In an attack that Russia would have widely expected, the Ukrainian military targeted the dual road and rail bridges at Chonhar that link Russian-occupied Crimea to the rest of Ukraine on the night of 21/22 June 2022.
Photographs and video posted on Telegram by the Kremlin-backed governor of occupied Kherson, Vladimir Saldo, show that the road bridge, at least, was heavily damaged, although not destroyed. Saldo played down the effects of the strikes, stating on Telegram, “We know how to repair bridges quickly; vehicle passage will be restored in the very near future.”
Saldo also stated that “According to preliminary estimates British Storm Shadow missiles have been used”, while The Times newspaper reported that a source in Ukrainian military intelligence had confirmed this. Again, it would have been expected by the Russians that infrastructure like bridges would be targeted by Ukraine’s UK-supplied Storm Shadow air-launched cruise missiles, although striking targets in Crimea is likely to heighten tensions between Russia and Ukraine’s Western allies. Moscow has even mentioned the potential use of nuclear weapons should its occupation of Crimea, which it illegally annexed in 2014, be threatened.

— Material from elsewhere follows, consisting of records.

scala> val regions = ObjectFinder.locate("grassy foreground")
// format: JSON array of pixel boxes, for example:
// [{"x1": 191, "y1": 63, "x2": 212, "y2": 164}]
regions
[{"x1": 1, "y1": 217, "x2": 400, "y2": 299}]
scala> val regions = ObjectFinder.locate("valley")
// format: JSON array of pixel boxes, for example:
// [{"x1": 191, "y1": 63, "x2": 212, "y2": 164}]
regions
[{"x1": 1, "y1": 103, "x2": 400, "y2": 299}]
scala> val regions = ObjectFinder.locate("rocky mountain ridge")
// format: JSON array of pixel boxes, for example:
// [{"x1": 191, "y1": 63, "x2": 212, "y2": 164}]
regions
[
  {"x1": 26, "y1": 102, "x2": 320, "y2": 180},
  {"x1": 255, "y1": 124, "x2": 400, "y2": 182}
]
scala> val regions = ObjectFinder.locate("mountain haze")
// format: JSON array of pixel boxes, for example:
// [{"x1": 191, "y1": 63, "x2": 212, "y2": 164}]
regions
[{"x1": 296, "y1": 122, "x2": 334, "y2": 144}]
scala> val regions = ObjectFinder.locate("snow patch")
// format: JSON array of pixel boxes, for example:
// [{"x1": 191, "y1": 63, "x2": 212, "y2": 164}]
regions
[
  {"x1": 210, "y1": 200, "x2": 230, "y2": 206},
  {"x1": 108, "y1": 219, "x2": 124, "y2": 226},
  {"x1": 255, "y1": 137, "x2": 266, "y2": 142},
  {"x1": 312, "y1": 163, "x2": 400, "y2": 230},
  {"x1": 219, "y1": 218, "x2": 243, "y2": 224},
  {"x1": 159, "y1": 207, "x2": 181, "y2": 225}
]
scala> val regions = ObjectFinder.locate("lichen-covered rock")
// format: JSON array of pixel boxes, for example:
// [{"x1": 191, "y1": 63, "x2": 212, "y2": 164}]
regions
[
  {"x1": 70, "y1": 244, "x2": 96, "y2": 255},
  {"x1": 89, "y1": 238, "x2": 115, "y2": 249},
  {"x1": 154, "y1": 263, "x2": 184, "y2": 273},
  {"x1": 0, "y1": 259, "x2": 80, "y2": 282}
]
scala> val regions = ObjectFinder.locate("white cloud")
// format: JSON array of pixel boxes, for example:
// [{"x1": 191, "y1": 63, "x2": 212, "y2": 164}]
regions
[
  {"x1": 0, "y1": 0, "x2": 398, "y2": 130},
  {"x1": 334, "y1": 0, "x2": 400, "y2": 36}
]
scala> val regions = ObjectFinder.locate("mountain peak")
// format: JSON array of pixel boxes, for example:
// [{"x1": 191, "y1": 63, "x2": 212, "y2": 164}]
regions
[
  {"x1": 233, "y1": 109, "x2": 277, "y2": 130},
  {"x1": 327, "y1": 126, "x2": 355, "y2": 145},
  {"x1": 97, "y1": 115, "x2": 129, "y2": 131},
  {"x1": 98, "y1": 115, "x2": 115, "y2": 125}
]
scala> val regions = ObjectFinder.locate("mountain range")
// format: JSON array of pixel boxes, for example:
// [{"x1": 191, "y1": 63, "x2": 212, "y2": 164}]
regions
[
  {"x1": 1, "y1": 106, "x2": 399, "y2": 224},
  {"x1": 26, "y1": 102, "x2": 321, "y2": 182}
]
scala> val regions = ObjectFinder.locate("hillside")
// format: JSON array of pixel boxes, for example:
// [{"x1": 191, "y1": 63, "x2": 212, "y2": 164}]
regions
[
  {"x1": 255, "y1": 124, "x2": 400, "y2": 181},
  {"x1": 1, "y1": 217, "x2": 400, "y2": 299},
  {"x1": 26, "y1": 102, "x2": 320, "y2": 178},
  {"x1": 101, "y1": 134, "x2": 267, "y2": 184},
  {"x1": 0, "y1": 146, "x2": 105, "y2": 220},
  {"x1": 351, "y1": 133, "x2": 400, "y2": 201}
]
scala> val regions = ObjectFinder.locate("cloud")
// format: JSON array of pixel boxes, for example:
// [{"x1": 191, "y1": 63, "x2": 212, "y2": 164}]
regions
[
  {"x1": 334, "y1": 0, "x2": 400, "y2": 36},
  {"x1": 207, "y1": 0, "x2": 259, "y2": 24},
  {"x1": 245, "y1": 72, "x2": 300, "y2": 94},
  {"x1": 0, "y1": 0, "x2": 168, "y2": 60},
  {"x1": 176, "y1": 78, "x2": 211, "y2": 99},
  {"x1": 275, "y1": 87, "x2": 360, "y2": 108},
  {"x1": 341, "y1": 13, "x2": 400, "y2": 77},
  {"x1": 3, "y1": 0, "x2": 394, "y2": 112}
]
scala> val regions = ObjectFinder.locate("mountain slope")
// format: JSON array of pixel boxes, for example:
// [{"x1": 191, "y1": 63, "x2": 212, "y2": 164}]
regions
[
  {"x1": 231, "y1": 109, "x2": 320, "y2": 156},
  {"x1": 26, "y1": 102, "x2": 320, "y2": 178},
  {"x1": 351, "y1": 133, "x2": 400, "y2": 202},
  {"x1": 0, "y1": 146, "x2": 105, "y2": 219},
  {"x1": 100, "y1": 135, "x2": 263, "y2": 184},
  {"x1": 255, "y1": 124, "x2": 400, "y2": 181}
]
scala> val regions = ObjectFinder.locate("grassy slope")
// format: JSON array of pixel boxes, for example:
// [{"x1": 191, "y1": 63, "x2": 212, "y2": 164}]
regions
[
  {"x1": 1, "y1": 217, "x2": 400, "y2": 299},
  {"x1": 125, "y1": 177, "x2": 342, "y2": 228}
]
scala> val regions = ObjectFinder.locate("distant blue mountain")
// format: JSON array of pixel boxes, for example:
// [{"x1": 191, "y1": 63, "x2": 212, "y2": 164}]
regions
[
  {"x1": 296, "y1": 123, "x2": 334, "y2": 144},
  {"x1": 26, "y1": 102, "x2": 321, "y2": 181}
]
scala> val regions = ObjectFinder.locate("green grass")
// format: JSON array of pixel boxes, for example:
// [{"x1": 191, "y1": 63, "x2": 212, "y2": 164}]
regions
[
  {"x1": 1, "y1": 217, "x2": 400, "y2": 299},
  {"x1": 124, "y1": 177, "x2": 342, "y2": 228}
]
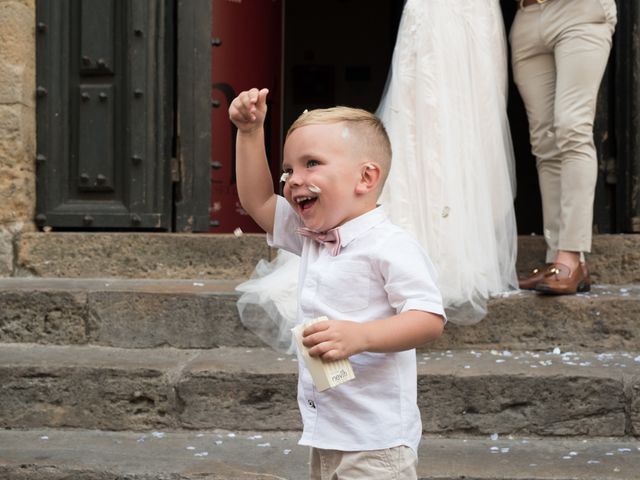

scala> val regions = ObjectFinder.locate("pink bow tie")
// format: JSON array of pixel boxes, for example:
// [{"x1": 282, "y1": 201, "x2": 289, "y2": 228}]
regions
[{"x1": 297, "y1": 227, "x2": 342, "y2": 256}]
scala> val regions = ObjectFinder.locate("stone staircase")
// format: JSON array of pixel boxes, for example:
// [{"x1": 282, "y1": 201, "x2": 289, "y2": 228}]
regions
[{"x1": 0, "y1": 232, "x2": 639, "y2": 479}]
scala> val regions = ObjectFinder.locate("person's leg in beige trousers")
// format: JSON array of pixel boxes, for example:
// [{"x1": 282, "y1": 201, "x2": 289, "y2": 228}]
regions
[
  {"x1": 309, "y1": 446, "x2": 417, "y2": 480},
  {"x1": 510, "y1": 0, "x2": 617, "y2": 294}
]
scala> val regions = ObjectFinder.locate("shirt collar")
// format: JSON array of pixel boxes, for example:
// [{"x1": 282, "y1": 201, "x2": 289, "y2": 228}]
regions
[{"x1": 336, "y1": 206, "x2": 387, "y2": 250}]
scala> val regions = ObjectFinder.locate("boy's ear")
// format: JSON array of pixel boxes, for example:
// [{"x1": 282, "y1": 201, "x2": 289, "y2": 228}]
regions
[{"x1": 355, "y1": 162, "x2": 381, "y2": 195}]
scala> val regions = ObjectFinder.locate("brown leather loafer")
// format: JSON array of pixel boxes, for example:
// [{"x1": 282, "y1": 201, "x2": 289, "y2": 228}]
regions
[
  {"x1": 535, "y1": 262, "x2": 591, "y2": 295},
  {"x1": 518, "y1": 264, "x2": 552, "y2": 290}
]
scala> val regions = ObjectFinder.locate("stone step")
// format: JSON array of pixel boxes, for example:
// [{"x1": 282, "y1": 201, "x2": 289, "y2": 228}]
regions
[
  {"x1": 1, "y1": 429, "x2": 638, "y2": 480},
  {"x1": 12, "y1": 232, "x2": 640, "y2": 283},
  {"x1": 1, "y1": 344, "x2": 638, "y2": 436},
  {"x1": 14, "y1": 232, "x2": 272, "y2": 280},
  {"x1": 1, "y1": 278, "x2": 639, "y2": 352}
]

Ukraine’s targeting of the bridges at Chonhar is significant; only three main roads link Crimea to Russian-occupied Kherson Oblast and, of those, the road bridge at Chonhar links the Crimean peninsula directly to the strategic hub city of Melitopol in Russian-occupied Zaporizhia Oblast in southeastern Ukraine. Beyond these routes there is only the Kerch Strait Bridge that links eastern Crimea to Russia directly: a crossing built by Moscow after it annexed the peninsula in 2014 that was targeted and heavily damaged by a large truck bomb on 8 October 2022.
If Kyiv can strangle the logistical links between Crimea and Russian-occupied southeastern Ukraine, then the position of the Russian forces on the peninsula will become increasingly difficult to retain quite regardless of any Ukrainian counter-offensive, which would run into considerable Russian defensive lines. For the recent attacks on the Chonhar crossings to be more than symbolic, however, Ukraine would need to follow up its initial strikes to cause more comprehensive damage or to harass Russian forces repairing or still using the bridges.
Certainly for both sides it is clear that Russia’s continued occupation of Crimea is central to the credibility of the regime of Russian President Vladimir Putin, making the peninsula territory of great strategic importance.